We have to break them. We have to teach them that their walls are not so strong. That we will keep coming. That they can have moments of peace and safety, but never know for how long. We have to. Because the children don’t know any better. Our children grow up inside the world that they have created. And our children will think that it’s right.

No, that’s why I have to do this. So that when everything that those monsters have built comes tumbling down, our children can be free. So they can live the lives that we won’t be able to. So that their lives can belong to them and them alone.

And my life belongs to them too.

I’m still afraid. The time is close, and I’m still afraid. The fear is a heavy stone I carry in the pit of my stomach. It shifts and lurches and weighs me down when I need to be ready. I will be ready. I will do what I have to do.

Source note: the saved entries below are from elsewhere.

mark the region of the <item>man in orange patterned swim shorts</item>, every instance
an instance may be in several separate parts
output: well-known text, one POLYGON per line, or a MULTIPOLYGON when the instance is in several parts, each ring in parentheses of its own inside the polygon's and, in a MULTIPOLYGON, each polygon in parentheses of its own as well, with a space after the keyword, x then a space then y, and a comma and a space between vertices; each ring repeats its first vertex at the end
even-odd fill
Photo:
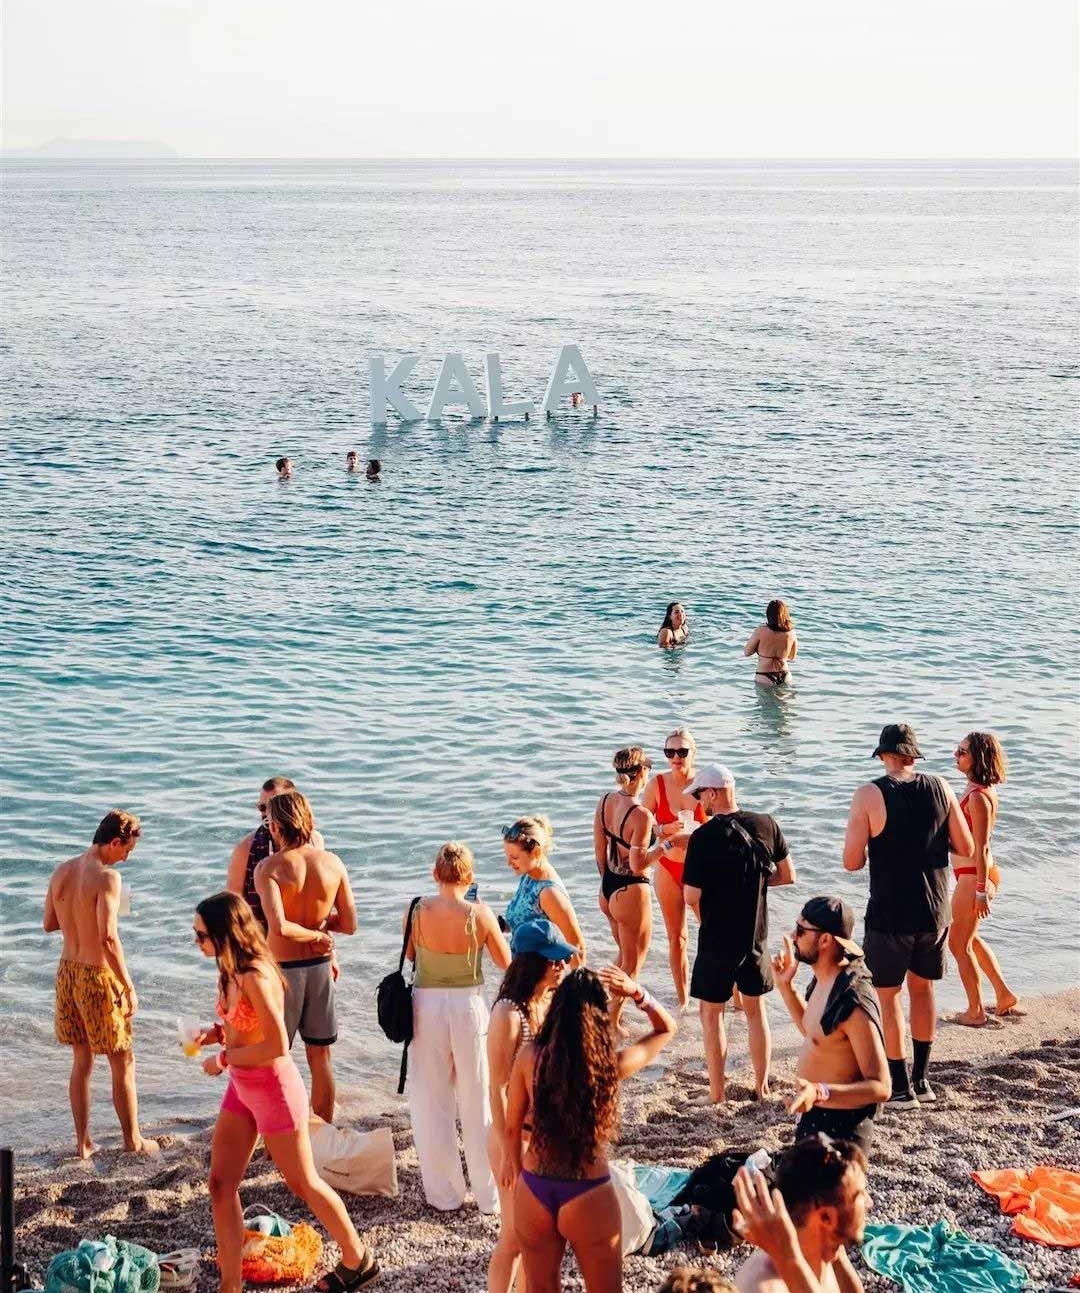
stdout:
POLYGON ((59 930, 64 950, 56 971, 56 1039, 72 1047, 71 1113, 75 1147, 89 1158, 90 1076, 95 1055, 107 1055, 112 1069, 113 1105, 124 1133, 124 1148, 153 1153, 157 1144, 139 1131, 131 1018, 138 1007, 135 985, 124 961, 117 917, 118 862, 139 842, 139 819, 114 809, 106 813, 94 842, 62 862, 45 895, 45 932, 59 930))

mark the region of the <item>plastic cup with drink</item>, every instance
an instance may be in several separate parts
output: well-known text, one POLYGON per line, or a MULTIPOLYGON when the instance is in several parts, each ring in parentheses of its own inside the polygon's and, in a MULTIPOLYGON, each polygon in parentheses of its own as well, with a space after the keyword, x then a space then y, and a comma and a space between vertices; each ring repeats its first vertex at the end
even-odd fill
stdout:
POLYGON ((701 825, 701 823, 694 816, 694 810, 692 808, 679 809, 679 822, 682 825, 683 830, 687 833, 687 835, 693 835, 693 833, 701 825))
POLYGON ((182 1019, 176 1021, 176 1031, 180 1035, 181 1049, 189 1059, 194 1059, 196 1055, 202 1054, 202 1042, 200 1039, 206 1031, 204 1024, 201 1024, 192 1015, 185 1015, 182 1019))

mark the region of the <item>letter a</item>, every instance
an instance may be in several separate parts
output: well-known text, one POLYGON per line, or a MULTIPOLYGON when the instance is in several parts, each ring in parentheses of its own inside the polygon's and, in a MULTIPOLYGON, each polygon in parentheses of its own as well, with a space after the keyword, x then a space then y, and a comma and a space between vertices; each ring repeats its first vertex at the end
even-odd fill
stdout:
POLYGON ((527 418, 536 405, 532 400, 511 400, 503 403, 502 365, 499 356, 485 356, 487 364, 488 417, 493 421, 499 418, 527 418))
POLYGON ((580 346, 563 346, 555 361, 555 371, 551 374, 551 381, 548 382, 547 392, 544 395, 544 412, 554 413, 562 396, 573 395, 575 391, 581 392, 583 404, 600 403, 596 383, 585 367, 580 346))
POLYGON ((428 405, 427 420, 438 422, 447 404, 465 404, 474 418, 484 416, 484 401, 473 384, 465 367, 465 360, 460 355, 447 355, 439 369, 439 380, 431 392, 431 403, 428 405), (454 389, 454 382, 458 389, 454 389))
POLYGON ((392 405, 405 422, 418 422, 420 410, 401 389, 401 383, 412 372, 415 355, 405 355, 397 367, 386 376, 382 355, 372 355, 368 360, 368 377, 371 384, 371 420, 376 426, 386 425, 386 406, 392 405))

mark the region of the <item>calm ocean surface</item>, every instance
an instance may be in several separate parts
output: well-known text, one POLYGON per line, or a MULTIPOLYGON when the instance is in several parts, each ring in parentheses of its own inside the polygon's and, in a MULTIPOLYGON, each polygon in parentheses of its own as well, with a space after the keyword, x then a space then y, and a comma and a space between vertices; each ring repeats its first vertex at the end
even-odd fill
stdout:
MULTIPOLYGON (((3 167, 2 1135, 70 1135, 51 868, 143 818, 122 925, 144 1122, 220 1084, 191 911, 293 776, 347 861, 346 1108, 397 1052, 373 989, 436 846, 512 887, 499 826, 554 820, 592 959, 610 757, 678 722, 833 891, 882 723, 950 772, 1002 737, 991 924, 1027 993, 1077 981, 1077 190, 1055 163, 7 163, 3 167), (599 419, 372 433, 371 353, 539 399, 579 341, 599 419), (348 478, 345 451, 385 463, 348 478), (279 484, 272 460, 296 478, 279 484), (797 685, 741 658, 792 605, 797 685), (681 598, 694 629, 653 645, 681 598)), ((644 976, 666 989, 662 926, 644 976)), ((959 1000, 955 971, 946 1007, 959 1000)), ((782 1007, 774 1001, 777 1018, 782 1007)), ((740 1043, 741 1044, 741 1043, 740 1043)), ((112 1135, 104 1073, 95 1123, 112 1135)))

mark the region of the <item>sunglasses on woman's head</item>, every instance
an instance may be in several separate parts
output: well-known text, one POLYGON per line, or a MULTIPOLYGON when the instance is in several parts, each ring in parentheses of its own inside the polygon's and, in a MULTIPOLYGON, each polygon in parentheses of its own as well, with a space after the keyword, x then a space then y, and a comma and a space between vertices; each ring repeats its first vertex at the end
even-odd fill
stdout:
POLYGON ((967 748, 967 746, 966 746, 966 745, 958 745, 958 746, 956 747, 956 753, 957 753, 957 754, 970 754, 970 753, 971 753, 971 751, 967 748))
POLYGON ((824 934, 824 933, 825 931, 823 929, 818 929, 816 925, 804 925, 801 920, 797 920, 795 922, 796 938, 798 938, 800 934, 824 934))
POLYGON ((690 753, 690 750, 687 746, 680 745, 677 750, 665 750, 664 758, 665 759, 685 759, 689 753, 690 753))
POLYGON ((516 844, 519 840, 527 840, 530 844, 539 842, 533 839, 525 826, 504 826, 502 828, 502 837, 508 844, 516 844))
POLYGON ((197 929, 195 931, 195 942, 199 944, 209 943, 210 942, 209 932, 205 929, 197 929))

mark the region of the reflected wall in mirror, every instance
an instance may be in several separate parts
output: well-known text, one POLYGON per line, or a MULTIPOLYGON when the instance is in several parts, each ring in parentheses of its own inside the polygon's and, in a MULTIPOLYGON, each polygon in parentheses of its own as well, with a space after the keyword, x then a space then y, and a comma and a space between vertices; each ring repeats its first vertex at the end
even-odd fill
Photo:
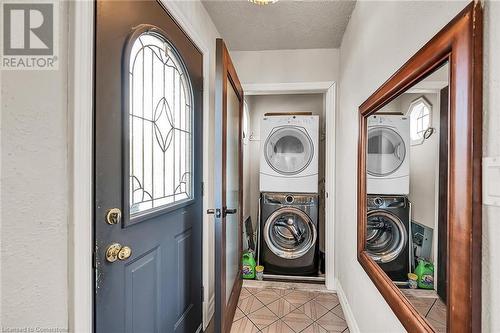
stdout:
POLYGON ((365 250, 436 332, 446 332, 448 68, 367 119, 365 250))
POLYGON ((358 261, 407 331, 480 332, 481 3, 359 115, 358 261))

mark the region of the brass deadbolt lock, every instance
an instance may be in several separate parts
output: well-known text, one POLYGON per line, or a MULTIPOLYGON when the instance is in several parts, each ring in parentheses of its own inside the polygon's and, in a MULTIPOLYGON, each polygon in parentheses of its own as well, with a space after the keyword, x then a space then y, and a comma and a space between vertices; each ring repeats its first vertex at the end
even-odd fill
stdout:
POLYGON ((120 210, 120 208, 111 208, 106 213, 106 222, 108 224, 111 225, 118 224, 121 222, 121 220, 122 220, 122 211, 120 210))
POLYGON ((132 249, 128 246, 122 246, 119 243, 113 243, 106 250, 106 260, 115 262, 117 259, 126 260, 132 255, 132 249))

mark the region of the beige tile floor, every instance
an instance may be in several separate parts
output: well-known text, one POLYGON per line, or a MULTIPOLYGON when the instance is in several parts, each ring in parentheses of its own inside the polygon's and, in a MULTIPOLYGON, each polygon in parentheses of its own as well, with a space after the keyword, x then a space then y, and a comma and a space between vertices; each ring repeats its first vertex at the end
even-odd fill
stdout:
POLYGON ((436 332, 446 332, 446 305, 437 294, 404 292, 415 309, 427 319, 436 332))
POLYGON ((251 283, 241 290, 231 333, 349 332, 335 293, 288 283, 251 283))

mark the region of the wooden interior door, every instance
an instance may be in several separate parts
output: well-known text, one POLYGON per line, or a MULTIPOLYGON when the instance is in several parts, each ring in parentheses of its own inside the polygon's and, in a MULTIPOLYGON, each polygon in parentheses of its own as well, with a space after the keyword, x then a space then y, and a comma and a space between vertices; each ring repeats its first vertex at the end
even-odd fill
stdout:
POLYGON ((196 332, 202 54, 157 1, 97 1, 95 38, 95 331, 196 332))
POLYGON ((241 291, 243 90, 217 39, 215 91, 215 331, 229 332, 241 291))

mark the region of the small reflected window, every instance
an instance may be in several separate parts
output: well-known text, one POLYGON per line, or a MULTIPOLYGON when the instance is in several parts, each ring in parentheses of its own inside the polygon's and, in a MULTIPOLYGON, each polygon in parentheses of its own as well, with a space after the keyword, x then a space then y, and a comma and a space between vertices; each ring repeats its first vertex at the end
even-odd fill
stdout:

They talk about what it will be like, about how to handle the fear. They that there’s a moment before it happens. before everything goes off. They say that you feel that freedom. You feel yourself rise and rise and rise until…  something just sets in. You feel your heart race. Everything speeds up. And then you just accept everything. You love everything. You know that you are truth. You are hope. You are a part of the whole, going where you belong. Going to glory. Meeting your fate. At peace.

And I will. I will keep my promises. I will do it for my brothers. I will do it for our children. I will be righteous. I will be great. And I will die.

Because I am Chuck, the yellow bird from Angry Birds, and I’m next up in the slingshot.